I am using a Colab Notebook and doing a linear regression in Pyspark. I completed the whole regression with no problems. However, we were asked to add a regression plot, and that's where I am stuck.
I had multiple features in my dataset which I clubbed into one column using the feature assembler. Here is what my predicted dataset looks like:
I now want to create something like this:
And I am using the following code:
import chart_studio.plotly as py
import plotly.graph_objects as go
x = mdata.toPandas()['Independent_Features'].values.tolist()
y = mdata.toPandas()['MonthlyCharges'].values.tolist()
y_pred=mdata.toPandas()['prediction'].values.tolist()
fig = go.Figure()
fig.add_trace(
go.Scatter(
x=x,
y=y,
mode='markers',
name='Original_Data',
))
fig.add_trace(
go.Scatter(
x=x,
y=y_pred,
name='Predicted'
))
fig.update_layout(
title="Linear Regression",
xaxis_title="Independent Features",
yaxis_title="Monthly Charges",
font=dict(
family="Courier New, monospace",
size=18,
color="#7f7f7f"
)
)
fig.show()
But I am getting this error:
---------------------------------------------------------------------------
TypeError Traceback (most recent call last)
<ipython-input-45-cb270db7e5d4> in <module>()
30
31
---> 32 fig.show()
11 frames
/usr/local/lib/python3.7/dist-packages/plotly/basedatatypes.py in show(self, *args, **kwargs)
3396 import plotly.io as pio
3397
-> 3398 return pio.show(self, *args, **kwargs)
3399
3400 def to_json(self, *args, **kwargs):
/usr/local/lib/python3.7/dist-packages/plotly/io/_renderers.py in show(fig, renderer, validate, **kwargs)
387
388 # Mimetype renderers
--> 389 bundle = renderers._build_mime_bundle(fig_dict, renderers_string=renderer, **kwargs)
390 if bundle:
391 if not ipython_display:
/usr/local/lib/python3.7/dist-packages/plotly/io/_renderers.py in _build_mime_bundle(self, fig_dict, renderers_string, **kwargs)

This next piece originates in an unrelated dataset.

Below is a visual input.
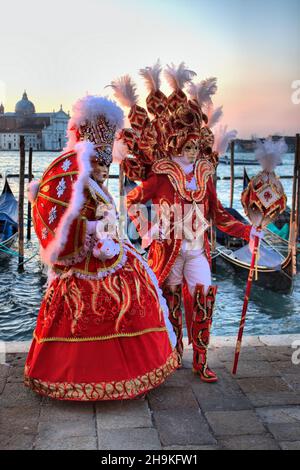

295 setattr(renderer, k, v)
296
--> 297 bundle.update(renderer.to_mimebundle(fig_dict))
298
299 return bundle
/usr/local/lib/python3.7/dist-packages/plotly/io/_base_renderers.py in to_mimebundle(self, fig_dict)
389 default_width="100%",
390 default_height=525,
--> 391 validate=False,
392 )
393
/usr/local/lib/python3.7/dist-packages/plotly/io/_html.py in to_html(fig, config, auto_play, include_plotlyjs, include_mathjax, post_script, full_html, animation_opts, default_width, default_height, validate, div_id)
144
145 # ## Serialize figure ##
--> 146 jdata = to_json_plotly(fig_dict.get("data", []))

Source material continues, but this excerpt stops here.